UPRR Ballast Train

steve24944 (4-2):

A few years back there were a couple of surprise bad Powder River Basin derailments in short order that the NTSB attributed to coal dust buildup on and in the ballast of the tracks. So, the PRB railroads cleaned their ballast.

On the line in question, a branch southeast of Grand Junction, that line may (“may”) now have ballast buildup on it, even as little coal trains there is on that branch. While I am uncertain as to exactly what the questioned train is, I would say a ballast cleaning train would be a good bet.

Take care,

K.P.

https://www.plassertheurer.com/en/machines-systems/ballast-bed-cleaning-rm-80-uhr-n.html

Ballast Cleaning

Thanks for posting that. Now I see how ballast cleaning works.

Steve

Went to Delta today. 11:30 the full train was still there. Left town at 2:30 and the 2 Locomotives were gone, but the rest of the train was still sitting there.

Steve

We had CSX doing ballast cleaning here a couple weeks ago. it was a contract job by Loram. The big difference from the machines shown here was it had 2 rotating scoups on each side and only cleaned ballast located from under rail to ouside of ballast. No additional ballast carried however some new had been distributed prior to cleaning. A

As far as known tamper has not resurfaced the section yet.

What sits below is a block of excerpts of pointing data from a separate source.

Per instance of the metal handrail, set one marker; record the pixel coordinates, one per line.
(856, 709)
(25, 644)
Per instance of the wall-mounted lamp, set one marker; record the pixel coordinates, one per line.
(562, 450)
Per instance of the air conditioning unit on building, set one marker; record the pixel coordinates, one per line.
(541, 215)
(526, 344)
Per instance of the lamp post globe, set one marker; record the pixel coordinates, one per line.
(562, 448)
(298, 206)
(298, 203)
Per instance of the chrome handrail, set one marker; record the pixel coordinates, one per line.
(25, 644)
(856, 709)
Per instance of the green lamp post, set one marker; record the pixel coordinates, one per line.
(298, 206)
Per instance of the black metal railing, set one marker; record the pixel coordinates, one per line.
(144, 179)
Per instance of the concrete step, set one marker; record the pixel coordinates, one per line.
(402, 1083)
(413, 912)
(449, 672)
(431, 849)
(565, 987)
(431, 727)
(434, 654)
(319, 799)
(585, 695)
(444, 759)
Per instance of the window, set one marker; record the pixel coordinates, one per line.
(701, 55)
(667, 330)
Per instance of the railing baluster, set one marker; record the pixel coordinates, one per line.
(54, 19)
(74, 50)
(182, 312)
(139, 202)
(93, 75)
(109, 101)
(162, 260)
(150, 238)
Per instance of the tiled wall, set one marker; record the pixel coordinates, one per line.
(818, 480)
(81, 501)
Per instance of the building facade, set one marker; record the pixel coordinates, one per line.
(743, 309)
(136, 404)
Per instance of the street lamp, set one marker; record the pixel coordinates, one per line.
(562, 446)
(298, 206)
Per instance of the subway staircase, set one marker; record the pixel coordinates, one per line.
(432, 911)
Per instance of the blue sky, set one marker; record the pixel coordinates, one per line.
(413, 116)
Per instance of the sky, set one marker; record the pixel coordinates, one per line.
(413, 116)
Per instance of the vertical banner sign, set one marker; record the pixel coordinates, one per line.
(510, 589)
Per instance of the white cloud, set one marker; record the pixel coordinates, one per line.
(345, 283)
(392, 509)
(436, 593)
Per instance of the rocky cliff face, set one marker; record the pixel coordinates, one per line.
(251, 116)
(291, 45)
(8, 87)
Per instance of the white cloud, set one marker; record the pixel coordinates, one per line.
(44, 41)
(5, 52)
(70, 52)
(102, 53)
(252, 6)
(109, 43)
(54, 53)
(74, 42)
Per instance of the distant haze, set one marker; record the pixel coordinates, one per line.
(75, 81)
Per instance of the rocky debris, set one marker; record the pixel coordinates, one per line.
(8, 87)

What you observed was a ‘shoulder ballast cleaner’. It only cleans the ballast shoulder at the ends of the ties. Because the ballast under the ties is not disturbed, no tamping is required for the track to maintain its line. Cleaning the ballast shoulder promotes drainage of water away from the ballast that keeps the track in line.

Didn’t UP and BNSF have an argument over whom was supposed to clean the ballast under the Powder River Basin trackage of coal dust? After it rained heavily and the years and years of accumulated coal dust in the ballast caused issues with the track alignment, causing them to issue slow orders all over the place.

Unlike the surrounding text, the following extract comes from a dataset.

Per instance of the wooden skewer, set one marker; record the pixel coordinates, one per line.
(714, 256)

That is what we thought at first but it had an arm that extended under the cross ties to drag out ballast from the rail to the end of the ties. We could see the cleaned ballast fall between the ties and also along the shoulders. A small rotating broom followed after the ballast droppped to trim the ballast.

If ballast under the track is disturbed there will be a 10 MPH slow order on the track until a specified amount of tonnage passes over the track. The slow order may be raised to 25 MPH if MofW takes no exceptions to the track. The speed will reamain at 25 MPH for a specified number of days before being raised to track speed. Not being MofW I am not sure of the amount of tonnage and the number of days the slow orders are to remain in effect.

Our speed progressions are 15, 30, 45, 60 than normal. (Our maximum speed is 70, which is mostly intermodal and autoracks.)

There have been a time or two when on a loaded coal or grain train, we were purposely crossed over to help meet the tonnage requirement.